Your best shot at preventing yourself or your loved one from relapsing is to learn why relapses occur, and to have a plan in case you experience one.
Why do relapses occur?
Relapses are most likely to happen in the first year after treatment. To understand why, it’s important to understand a little bit about what addiction does to the brain.
The SparkNotes version is that using drugs and alcohol releases a chemical called dopamine, which helps regulate the pleasure centers of the brain. Over time, the brain can actually wire itself to prioritize this feeling.
The best type of treatment for addiction is different for every individual. If the type or length of treatment wasn’t sufficient, a relapse is possible because the person hasn’t had enough time to correct their brain chemistry, or to learn the tools to impart lasting change.
Social factors can also cause relapses to occur.
While in a residential treatment center, you’re taken into a completely new environment and having your daily routine interrupted. Contact with friends and family is minimal, and most triggers are removed from your life for the time being.
If you finish your treatment program but aren’t actively seeking out and removing any triggers, your chances of relapse become much higher. For example, instead of continuing to hang out with old friends who still drink or use drugs, choose to surround yourself with other sober people, perhaps new friends from support groups.
What to do if you or a loved one are relapsing
First and foremost, it’s important not to think of relapse as a failure. Remember that recovery is a journey. It’s not as simple as checking into a treatment center and being “cured” as soon as you check out a few months later.

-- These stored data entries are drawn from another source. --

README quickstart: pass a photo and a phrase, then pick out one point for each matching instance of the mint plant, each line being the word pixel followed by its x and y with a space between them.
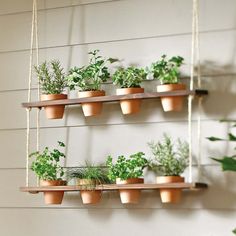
pixel 130 77
pixel 168 160
pixel 51 77
pixel 126 168
pixel 47 163
pixel 167 70
pixel 228 163
pixel 90 78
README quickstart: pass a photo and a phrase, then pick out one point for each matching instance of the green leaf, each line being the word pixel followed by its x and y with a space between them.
pixel 228 163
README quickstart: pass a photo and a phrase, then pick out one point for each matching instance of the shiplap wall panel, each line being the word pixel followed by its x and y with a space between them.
pixel 147 221
pixel 137 32
pixel 83 143
pixel 15 65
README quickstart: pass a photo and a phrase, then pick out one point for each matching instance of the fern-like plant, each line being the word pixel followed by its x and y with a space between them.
pixel 130 77
pixel 167 70
pixel 51 77
pixel 168 159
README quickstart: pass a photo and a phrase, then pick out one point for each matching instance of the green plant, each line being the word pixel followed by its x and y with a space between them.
pixel 91 172
pixel 167 70
pixel 130 77
pixel 47 163
pixel 228 163
pixel 90 78
pixel 51 77
pixel 126 168
pixel 169 161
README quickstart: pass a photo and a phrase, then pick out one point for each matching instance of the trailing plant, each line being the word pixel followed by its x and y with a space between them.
pixel 228 163
pixel 169 160
pixel 130 77
pixel 90 78
pixel 51 77
pixel 167 70
pixel 91 172
pixel 125 168
pixel 47 163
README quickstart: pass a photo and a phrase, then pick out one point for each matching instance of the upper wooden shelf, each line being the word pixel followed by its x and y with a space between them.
pixel 110 187
pixel 113 98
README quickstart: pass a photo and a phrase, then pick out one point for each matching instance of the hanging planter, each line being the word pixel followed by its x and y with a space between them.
pixel 54 112
pixel 167 72
pixel 89 195
pixel 91 108
pixel 170 195
pixel 52 82
pixel 89 80
pixel 130 106
pixel 128 171
pixel 171 103
pixel 53 197
pixel 48 169
pixel 129 81
pixel 130 196
pixel 88 178
pixel 171 163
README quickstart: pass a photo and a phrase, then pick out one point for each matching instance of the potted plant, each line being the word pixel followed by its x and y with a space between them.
pixel 167 72
pixel 129 81
pixel 89 177
pixel 169 162
pixel 49 171
pixel 89 80
pixel 127 171
pixel 52 82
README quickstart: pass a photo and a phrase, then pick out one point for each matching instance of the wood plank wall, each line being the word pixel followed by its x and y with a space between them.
pixel 138 32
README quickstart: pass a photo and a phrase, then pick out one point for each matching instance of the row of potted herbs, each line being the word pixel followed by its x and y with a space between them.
pixel 169 161
pixel 88 79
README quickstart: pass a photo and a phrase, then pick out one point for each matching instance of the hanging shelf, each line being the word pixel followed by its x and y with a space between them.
pixel 114 98
pixel 111 187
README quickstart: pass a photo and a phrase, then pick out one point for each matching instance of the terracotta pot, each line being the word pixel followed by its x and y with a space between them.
pixel 171 195
pixel 54 112
pixel 130 106
pixel 91 108
pixel 171 103
pixel 128 196
pixel 89 195
pixel 53 197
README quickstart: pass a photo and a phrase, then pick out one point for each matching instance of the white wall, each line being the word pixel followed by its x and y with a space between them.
pixel 139 32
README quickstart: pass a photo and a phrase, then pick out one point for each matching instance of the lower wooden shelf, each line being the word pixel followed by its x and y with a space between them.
pixel 111 187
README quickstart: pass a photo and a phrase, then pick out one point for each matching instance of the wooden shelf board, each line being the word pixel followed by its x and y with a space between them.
pixel 111 187
pixel 114 98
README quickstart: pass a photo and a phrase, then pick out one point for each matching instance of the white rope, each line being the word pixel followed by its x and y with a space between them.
pixel 33 29
pixel 195 55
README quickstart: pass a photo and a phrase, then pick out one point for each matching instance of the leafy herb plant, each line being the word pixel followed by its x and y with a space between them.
pixel 47 164
pixel 90 78
pixel 126 168
pixel 167 70
pixel 130 77
pixel 228 163
pixel 51 77
pixel 169 161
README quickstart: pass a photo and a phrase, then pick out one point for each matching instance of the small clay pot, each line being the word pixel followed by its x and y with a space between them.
pixel 57 111
pixel 91 108
pixel 53 197
pixel 171 195
pixel 174 103
pixel 130 196
pixel 130 106
pixel 89 195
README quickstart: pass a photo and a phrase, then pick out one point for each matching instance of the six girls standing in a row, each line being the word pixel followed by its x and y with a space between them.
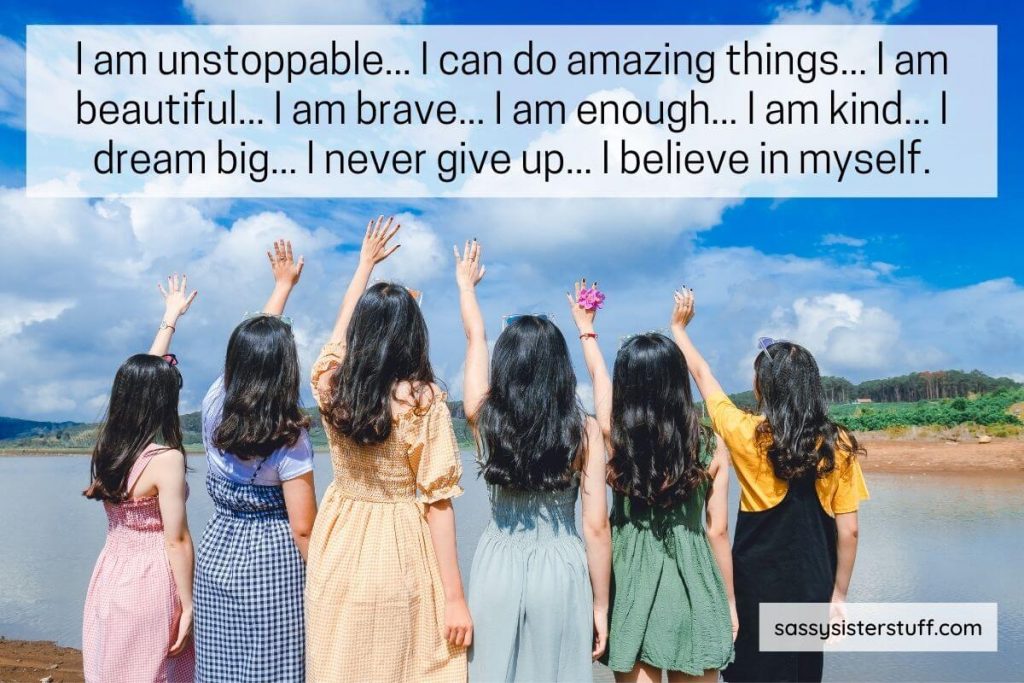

Relapsing can be a very real part of a recovery journey for many people.
If you or a loved one are relapsing after treatment for addiction, the first step is to reach out for help. Often, the best thing to do is to go back to treatment.
Look for a treatment center that specializes in helping those who have struggled with staying sober. Start planning right away for after your recovery program finishes. Will you join a local support group? Will you check into a sober living home?
Starting over is hard, but the right program and plan for the future can make the process feel less intimidating.